Luce

Mote di gruppo nanou, luci di Fabio Sajiz

Motel di gruppo nanou, luci di Fabio Sajiz

Come quando di notte si sosta nel limbo fra la veglia e il sonno. Una soglia, potrebbe essere la luce nello spazio scenico, qualcosa in grado di aprire un varco nella mente per permetterle di vedere. Il nostro è uno sguardo assuefatto per sovraccarico di dati visivi, costantemente impegnato a guardare e ormai incapace di sostare nella visione. Tutto è di fronte a noi, i contorni sono chiari, lo sguardo è nel pieno delle sue facoltà. Eppure manca qualcosa. Ci scopriamo malati: vorremmo che tutto fosse nitido, senza pieghe e ombre. Cerchiamo fasci di luci bianchissime che permettano di fugare ogni dubbio, come di fronte a una scena del crimine improvvisamente illuminata a giorno durante una retata delle forze dell’ordine.

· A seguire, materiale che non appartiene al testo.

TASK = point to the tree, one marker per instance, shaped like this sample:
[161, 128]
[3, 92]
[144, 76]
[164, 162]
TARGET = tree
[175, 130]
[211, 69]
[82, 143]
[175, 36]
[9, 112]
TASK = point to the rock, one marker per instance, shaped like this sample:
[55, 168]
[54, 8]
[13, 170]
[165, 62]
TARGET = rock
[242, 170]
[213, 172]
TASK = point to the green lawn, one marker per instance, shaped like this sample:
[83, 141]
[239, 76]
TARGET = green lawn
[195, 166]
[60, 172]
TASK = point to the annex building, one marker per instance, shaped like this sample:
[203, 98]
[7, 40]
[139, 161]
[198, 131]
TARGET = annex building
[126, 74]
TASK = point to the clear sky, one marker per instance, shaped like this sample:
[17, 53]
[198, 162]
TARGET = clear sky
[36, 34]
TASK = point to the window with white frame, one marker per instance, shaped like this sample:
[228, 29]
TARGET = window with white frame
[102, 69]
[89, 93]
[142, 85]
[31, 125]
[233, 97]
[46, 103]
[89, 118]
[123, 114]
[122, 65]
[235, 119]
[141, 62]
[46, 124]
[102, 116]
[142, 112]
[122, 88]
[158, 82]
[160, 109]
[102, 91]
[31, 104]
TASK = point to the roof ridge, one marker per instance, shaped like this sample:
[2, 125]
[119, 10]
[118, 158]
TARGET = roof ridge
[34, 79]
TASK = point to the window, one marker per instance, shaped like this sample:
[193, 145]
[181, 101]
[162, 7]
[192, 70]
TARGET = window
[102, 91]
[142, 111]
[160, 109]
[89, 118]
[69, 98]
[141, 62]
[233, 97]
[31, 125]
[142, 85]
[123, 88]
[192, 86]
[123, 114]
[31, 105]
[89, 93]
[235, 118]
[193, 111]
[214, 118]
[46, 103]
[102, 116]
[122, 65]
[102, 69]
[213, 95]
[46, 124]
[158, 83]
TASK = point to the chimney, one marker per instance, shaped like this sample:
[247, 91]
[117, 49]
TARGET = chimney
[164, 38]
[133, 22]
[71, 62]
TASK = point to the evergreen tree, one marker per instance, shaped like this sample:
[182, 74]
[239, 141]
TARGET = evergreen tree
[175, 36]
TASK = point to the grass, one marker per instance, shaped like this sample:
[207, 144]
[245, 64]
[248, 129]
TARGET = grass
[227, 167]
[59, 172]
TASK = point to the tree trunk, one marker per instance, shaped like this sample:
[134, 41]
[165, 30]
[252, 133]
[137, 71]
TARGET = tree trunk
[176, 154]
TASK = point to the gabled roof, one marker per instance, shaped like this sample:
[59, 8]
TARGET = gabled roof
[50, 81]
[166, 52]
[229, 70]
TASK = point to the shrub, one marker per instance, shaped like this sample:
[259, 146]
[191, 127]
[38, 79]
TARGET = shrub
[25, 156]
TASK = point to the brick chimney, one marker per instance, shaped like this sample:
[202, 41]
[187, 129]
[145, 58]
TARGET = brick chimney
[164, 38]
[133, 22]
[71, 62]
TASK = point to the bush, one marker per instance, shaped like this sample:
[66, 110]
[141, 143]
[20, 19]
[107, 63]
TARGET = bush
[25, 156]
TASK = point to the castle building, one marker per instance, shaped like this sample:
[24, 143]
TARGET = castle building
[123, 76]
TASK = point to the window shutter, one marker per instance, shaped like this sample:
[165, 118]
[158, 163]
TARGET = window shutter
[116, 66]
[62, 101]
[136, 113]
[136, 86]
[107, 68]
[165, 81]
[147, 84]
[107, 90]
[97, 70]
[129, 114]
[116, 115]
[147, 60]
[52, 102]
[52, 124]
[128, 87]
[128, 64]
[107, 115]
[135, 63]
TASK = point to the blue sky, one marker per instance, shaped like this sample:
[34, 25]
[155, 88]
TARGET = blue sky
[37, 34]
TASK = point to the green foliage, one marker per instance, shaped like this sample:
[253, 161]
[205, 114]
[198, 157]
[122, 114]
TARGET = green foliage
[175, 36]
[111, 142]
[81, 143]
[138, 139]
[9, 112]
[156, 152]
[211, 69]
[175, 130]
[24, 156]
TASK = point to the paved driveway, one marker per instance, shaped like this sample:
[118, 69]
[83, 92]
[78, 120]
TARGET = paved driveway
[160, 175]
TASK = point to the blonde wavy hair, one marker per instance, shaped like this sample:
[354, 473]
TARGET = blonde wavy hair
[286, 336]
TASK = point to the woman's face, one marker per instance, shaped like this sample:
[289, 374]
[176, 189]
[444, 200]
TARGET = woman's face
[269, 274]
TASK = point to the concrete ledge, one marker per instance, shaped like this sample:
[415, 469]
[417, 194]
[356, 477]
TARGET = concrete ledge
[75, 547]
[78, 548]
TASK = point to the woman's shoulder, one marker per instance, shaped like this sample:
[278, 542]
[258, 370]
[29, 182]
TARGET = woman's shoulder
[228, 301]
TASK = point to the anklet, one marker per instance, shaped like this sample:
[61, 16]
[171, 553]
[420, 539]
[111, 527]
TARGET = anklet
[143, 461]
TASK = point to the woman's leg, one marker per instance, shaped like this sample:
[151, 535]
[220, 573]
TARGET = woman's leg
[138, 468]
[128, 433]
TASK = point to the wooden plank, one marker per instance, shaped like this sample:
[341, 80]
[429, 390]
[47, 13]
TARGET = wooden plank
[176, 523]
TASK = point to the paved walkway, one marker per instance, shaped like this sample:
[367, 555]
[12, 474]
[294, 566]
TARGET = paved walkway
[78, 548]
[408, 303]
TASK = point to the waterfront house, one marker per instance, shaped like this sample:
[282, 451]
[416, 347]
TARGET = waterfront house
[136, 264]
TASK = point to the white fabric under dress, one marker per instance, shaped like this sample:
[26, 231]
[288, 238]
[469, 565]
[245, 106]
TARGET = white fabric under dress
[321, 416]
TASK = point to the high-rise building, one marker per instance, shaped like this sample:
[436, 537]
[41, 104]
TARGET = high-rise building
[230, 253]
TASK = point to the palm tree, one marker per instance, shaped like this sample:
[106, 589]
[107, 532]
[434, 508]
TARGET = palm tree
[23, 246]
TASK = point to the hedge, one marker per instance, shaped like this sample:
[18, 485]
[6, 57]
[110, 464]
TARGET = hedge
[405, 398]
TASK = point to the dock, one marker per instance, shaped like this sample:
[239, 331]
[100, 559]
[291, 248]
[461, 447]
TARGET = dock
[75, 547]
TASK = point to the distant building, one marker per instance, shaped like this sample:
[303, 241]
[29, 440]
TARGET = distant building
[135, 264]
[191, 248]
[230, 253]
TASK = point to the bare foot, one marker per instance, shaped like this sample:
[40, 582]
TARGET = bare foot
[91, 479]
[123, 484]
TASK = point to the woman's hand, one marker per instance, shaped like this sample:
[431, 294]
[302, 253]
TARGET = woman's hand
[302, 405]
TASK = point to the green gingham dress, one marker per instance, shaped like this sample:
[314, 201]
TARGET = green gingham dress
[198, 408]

Tutto è lì di fronte a noi, eppure non lo dobbiamo vedere mai tutto: questa è la grande occasione della luce in teatro e di chi ne possiede le chiavi, come fosse lo strumento in grado di rivelare e celare allo stesso tempo. A teatro, grazie alla luce, potremmo trovarci di fronte al set del racconto La lettera rubata di Poe, dove il miglior modo per nascondere è non farlo, manomettendo lievemente l’orizzonte visivo quotidiano. Cos’altro è, se non questo, la visione aurorale di Le Sacre, pensando soprattutto alla velatura di Preludio? Oppure la stasi luminosa di Dolce Vita, una bolla senza apparenti variazioni, ma che a ben guardare muta e cresce con l’aumentare della tensione ritmica coreografica e musicale? Forse la luce deve incoraggiare una ricerca, invitando la danza a saggiare lo spazio e chi guarda ad acuire la vista? Come nella scatola nera di Solo Goldberg Improvisation, subitaneamente bagnata negli angoli e nelle intercapedini da ovali di luce bianca, tagliata da rette sagomate, ritmata da fade out che lambiscono il buio. Una luce che sappia scardinare la rassicurazione del punctum barthesiano, quella coincidenza fra forme e contenuti che pare conferire il vero senso all’immagine: pensiamo di averne trovato uno, ci gratifichiamo con noi stessi, ma poi a ben cercare ne troviamo un secondo, poi un terzo e un quarto, e così via (i rettangoli luminosi di Altissima Povertà?).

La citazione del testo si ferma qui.